本発明は、位置決め部材に係り、特に、構造物において所定方向に並んだ状態で固定面に固定される複数の被固定体の各々を、固定面の法線方向に沿う方向において位置決めする際に用いられる位置決め部材に関する。
構造物において複数の被固定体を所定方向に並べて固定する際に、固定面を設け、当該固定面に各被固定体を固定することは、既に知られている。一例を挙げて説明すると、特許文献1には、構造物としての建築物の躯体に定規アングルを取り付け、この定規アングルの垂直面(固定面)に被固定体としての外壁パネルを固定する技術が記載されている。
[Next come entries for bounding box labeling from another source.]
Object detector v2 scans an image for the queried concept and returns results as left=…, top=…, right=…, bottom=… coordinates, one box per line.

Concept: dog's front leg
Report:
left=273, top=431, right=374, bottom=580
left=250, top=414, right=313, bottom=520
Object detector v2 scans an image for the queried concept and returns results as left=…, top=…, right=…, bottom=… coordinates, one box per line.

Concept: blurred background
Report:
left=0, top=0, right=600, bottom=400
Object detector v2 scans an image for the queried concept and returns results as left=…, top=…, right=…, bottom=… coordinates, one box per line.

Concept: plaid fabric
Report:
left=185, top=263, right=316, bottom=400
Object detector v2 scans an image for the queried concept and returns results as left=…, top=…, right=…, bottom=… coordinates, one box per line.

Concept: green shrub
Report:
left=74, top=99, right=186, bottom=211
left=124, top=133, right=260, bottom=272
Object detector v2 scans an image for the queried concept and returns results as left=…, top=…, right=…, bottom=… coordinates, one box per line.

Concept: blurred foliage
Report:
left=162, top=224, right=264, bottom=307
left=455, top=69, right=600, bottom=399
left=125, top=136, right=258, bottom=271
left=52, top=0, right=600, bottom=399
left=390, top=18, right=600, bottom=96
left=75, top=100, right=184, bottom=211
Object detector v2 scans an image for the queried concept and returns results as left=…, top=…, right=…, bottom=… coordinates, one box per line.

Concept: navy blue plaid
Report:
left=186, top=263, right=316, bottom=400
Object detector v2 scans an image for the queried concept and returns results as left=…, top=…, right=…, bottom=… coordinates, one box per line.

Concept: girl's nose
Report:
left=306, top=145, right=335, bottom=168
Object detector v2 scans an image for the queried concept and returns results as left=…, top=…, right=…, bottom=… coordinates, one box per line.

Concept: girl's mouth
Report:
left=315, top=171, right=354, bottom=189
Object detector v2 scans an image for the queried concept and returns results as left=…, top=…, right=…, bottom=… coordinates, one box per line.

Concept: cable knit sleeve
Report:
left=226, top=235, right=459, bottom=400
また、特許文献1では、水糸張り装置を用いて定規アングルの位置決めを行うことが記載されている。特許文献1に記載の水糸張り装置を用いれば、当該装置によって規定される墨出し位置に定規アングルが適切に配置されるようになる。この結果、外壁パネルを固定する固定面が正確に位置決めされることになる。
特開2010−24741号公報
ところで、外壁パネル等の被固定体を固定面に固定する際には、被固定体自体についても位置調整する必要がある。具体的に説明すると、被固定体を所定方向に沿って複数並べて固定面に固定する際に、複数の被固定体中の一つ又は幾つかの被固定体が他の被固定体に対して位置ずれしてしまうことがある。このように位置ずれしたままの状態で被固定体を固定面に固定してしまうと、構造物の外観等を損ねてしまう虞がある。そのため、構造物において複数の被固定体を所定方向に並べた状態で各被固定体を固定面に固定する場合には各被固定体を適切に位置決めする必要がある。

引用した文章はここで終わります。